For now, this parser only accepts a regular expression that contains the basic operators:

Concatenation
Alternation -- |
Closure -- *
One or more -- +

Any other operators are not yet implemented.

Usage

>>> import parser
>>> p = parser.Parser()
>>> re = 'a[a-c]*'
>>> string = 'aaaaaaa'
>>> print 'String', string, 'is matched by re', re, 'at :', parser.Match(string, True)

String aaaaaaa is matched by re a[a-c]* at : 6

Procedure

This part explains the procedure of the parser.

Tokenizing

The regular expression (RE) that the parser gets is in the format of strings, so the first thing it does is to determine what each character means in the regular expression. For example, [ means the beginning of an alternation block (alternation of all the characters inside between it and a right bracket ). But if there is a escaping character (\) before the bracket, then together, \[ means the bracket character.

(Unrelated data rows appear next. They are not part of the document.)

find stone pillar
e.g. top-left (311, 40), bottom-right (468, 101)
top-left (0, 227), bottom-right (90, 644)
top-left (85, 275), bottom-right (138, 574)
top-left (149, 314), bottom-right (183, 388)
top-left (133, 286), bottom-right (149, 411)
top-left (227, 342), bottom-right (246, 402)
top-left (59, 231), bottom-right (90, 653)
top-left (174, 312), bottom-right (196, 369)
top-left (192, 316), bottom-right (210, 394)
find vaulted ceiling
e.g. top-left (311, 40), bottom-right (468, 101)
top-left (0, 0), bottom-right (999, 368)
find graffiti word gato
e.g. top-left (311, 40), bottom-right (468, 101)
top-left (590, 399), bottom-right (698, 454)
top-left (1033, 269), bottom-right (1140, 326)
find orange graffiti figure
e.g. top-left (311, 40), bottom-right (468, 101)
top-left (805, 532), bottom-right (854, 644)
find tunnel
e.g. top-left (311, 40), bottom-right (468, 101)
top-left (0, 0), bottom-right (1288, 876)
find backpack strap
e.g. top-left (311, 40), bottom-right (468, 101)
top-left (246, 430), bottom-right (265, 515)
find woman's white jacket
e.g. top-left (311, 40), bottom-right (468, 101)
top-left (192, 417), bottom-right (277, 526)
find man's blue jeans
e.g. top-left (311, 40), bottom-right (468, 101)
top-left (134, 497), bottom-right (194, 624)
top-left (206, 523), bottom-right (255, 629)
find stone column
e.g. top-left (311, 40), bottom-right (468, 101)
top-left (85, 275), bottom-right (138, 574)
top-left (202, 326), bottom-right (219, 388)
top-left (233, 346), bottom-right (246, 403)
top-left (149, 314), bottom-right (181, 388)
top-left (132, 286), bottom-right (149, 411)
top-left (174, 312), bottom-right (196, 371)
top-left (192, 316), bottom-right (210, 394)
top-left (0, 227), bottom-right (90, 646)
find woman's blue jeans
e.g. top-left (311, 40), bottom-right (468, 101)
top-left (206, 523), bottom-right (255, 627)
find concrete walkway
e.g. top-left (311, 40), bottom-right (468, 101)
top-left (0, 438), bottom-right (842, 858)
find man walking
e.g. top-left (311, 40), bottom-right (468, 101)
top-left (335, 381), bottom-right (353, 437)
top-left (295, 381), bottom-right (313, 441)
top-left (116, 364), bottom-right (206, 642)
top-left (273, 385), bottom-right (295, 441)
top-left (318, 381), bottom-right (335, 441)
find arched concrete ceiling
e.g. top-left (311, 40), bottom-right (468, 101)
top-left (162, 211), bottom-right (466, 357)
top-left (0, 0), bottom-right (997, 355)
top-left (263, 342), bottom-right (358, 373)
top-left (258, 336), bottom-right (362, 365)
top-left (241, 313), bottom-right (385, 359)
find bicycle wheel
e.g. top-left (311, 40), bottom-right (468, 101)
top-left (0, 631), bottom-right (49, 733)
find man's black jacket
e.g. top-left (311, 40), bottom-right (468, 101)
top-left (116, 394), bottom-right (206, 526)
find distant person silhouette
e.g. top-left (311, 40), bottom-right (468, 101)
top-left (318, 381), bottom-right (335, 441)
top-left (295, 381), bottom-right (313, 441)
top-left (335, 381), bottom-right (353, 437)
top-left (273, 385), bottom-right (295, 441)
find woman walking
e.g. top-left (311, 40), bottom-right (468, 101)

Letters and digits can be recognized easily.

Noted characters and operators are stored in a list of (Type, Value) pair.

Adding missing concatenations and alternations

By default, concatenations are not directly shown in the RE. To make conversion simpler, they are added before converting the RE to NFA. Concatenations are added before a character when the character is a "normal character" (a, 1, \n, etc.) or a left bracket or parenthese ([, () and the character before it is a

Closure -- *
One or more -- +
Normal character -- a, 1, \n, etc.
Right bracket or parenthese -- ], )

Unlike concatenation, alternations are specified in the RE already (if it is a valid RE), so all the parser does for alternation is to transform the bracket expression into a string of alternations.

For example,

[1-4]

will be transformed to

(1|2|3|4)

Turn special operators into basic operators

To simplify the complexity, only basic operators (alternation, concatenation, and closure) are supported, all other operators must be transformed to combinations of these basic operators before they can be transformed to a NFA.

For example,

a+

will be transformed to

aa*

After above steps, the RE should now only composed of basic operators and operands (in cluding parentheses).

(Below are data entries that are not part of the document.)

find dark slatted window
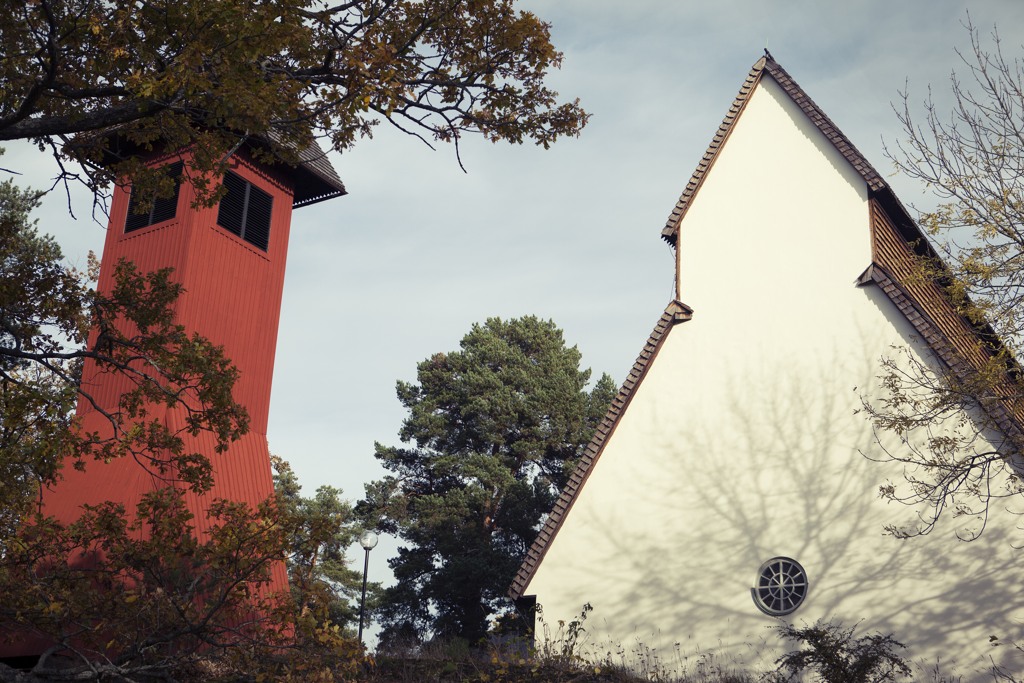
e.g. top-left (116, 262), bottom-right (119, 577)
top-left (217, 171), bottom-right (273, 251)
top-left (125, 162), bottom-right (182, 232)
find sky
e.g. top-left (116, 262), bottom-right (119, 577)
top-left (6, 0), bottom-right (1024, 610)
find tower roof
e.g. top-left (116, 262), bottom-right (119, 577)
top-left (90, 127), bottom-right (348, 209)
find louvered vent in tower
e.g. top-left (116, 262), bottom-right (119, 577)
top-left (217, 171), bottom-right (273, 251)
top-left (125, 162), bottom-right (183, 232)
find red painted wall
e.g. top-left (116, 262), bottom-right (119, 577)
top-left (0, 156), bottom-right (293, 656)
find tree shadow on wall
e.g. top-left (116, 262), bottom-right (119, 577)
top-left (569, 344), bottom-right (1024, 672)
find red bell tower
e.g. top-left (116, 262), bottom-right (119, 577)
top-left (34, 144), bottom-right (345, 610)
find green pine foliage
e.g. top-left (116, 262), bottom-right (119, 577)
top-left (361, 316), bottom-right (615, 643)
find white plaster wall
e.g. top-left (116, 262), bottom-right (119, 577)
top-left (526, 77), bottom-right (1024, 680)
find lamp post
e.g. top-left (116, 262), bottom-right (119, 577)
top-left (359, 530), bottom-right (377, 643)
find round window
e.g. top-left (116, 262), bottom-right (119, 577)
top-left (751, 557), bottom-right (807, 616)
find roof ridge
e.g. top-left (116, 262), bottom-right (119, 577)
top-left (509, 299), bottom-right (693, 600)
top-left (662, 51), bottom-right (889, 246)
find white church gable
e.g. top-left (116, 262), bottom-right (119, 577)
top-left (513, 59), bottom-right (1024, 680)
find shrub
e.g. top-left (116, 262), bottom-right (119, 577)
top-left (765, 622), bottom-right (910, 683)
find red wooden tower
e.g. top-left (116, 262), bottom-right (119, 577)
top-left (14, 144), bottom-right (345, 656)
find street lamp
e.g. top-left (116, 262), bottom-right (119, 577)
top-left (359, 530), bottom-right (377, 643)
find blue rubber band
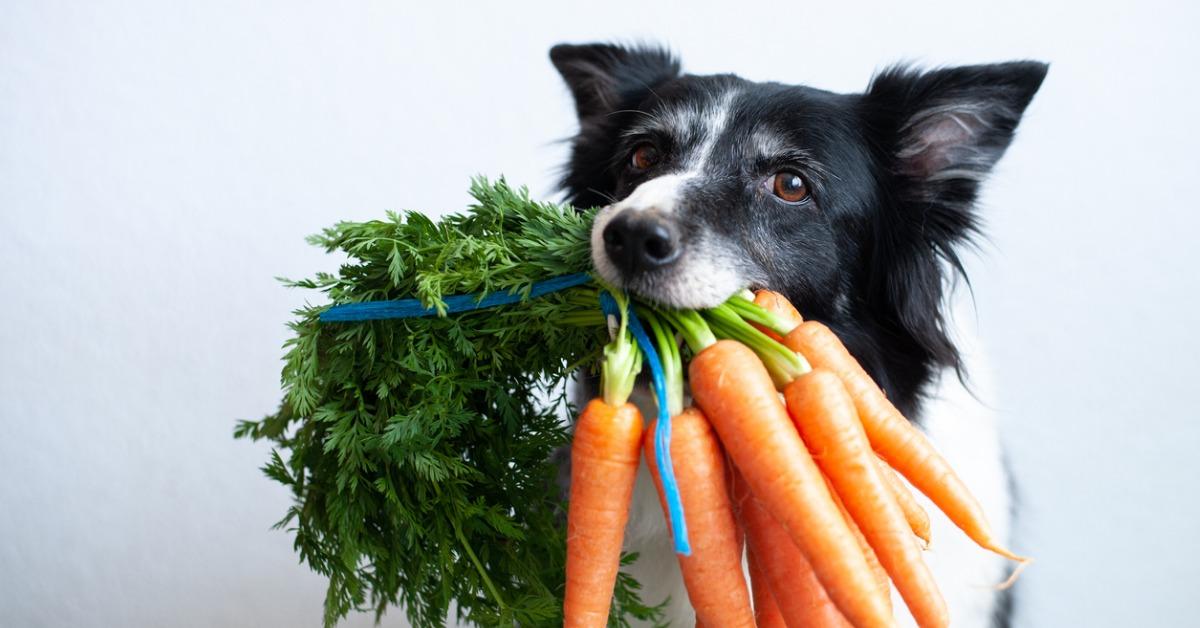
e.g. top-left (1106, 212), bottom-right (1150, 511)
top-left (320, 273), bottom-right (592, 323)
top-left (600, 291), bottom-right (691, 556)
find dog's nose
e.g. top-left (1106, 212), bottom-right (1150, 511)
top-left (604, 211), bottom-right (679, 273)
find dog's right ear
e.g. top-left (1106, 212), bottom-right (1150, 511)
top-left (550, 43), bottom-right (679, 121)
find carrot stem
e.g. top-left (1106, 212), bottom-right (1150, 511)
top-left (600, 291), bottom-right (642, 408)
top-left (704, 304), bottom-right (812, 390)
top-left (659, 310), bottom-right (716, 355)
top-left (725, 294), bottom-right (796, 336)
top-left (641, 311), bottom-right (683, 417)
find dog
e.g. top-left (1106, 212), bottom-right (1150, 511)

Transforming RE to stack-form

REs are transformed to NFA using Thompson's Construction.

Before RE is transformed to NFA, it is transformed to stack form first.

To give you an example, assume we have a regular expression ab|c, it will be transformed to:

a b CONCATENATION c ALTERNATION

(The top of the stack is at the right)

After transformed to Stack form, transform REs to NFA is fairly easy. But now, how do we transform RE to stack form?

We need 2 data structure: a stack for all elements (stack S) and a stack for operators (stack O). Stack S is the final output. Stack O is used as temperary storage.

Now look at elements in the RE, assuming they are all identified in advance:

a CONCATENATION b ALTERNATION c EOF

The first is a, it is put directly into stack S.

The second is CONCATENATION, it is put into stack O first, since we don't know whether it is safe to push it into stack S (or, we know it's not). The reason is, the second operator haven't show up yet. Also, the operators after it might have higher precedence, or they have to be performed first. In this case, the operator can only be pushed into the stack after these operators with higher precedence are pushed into stack.

Then b is read. It is pushed into stack S directly.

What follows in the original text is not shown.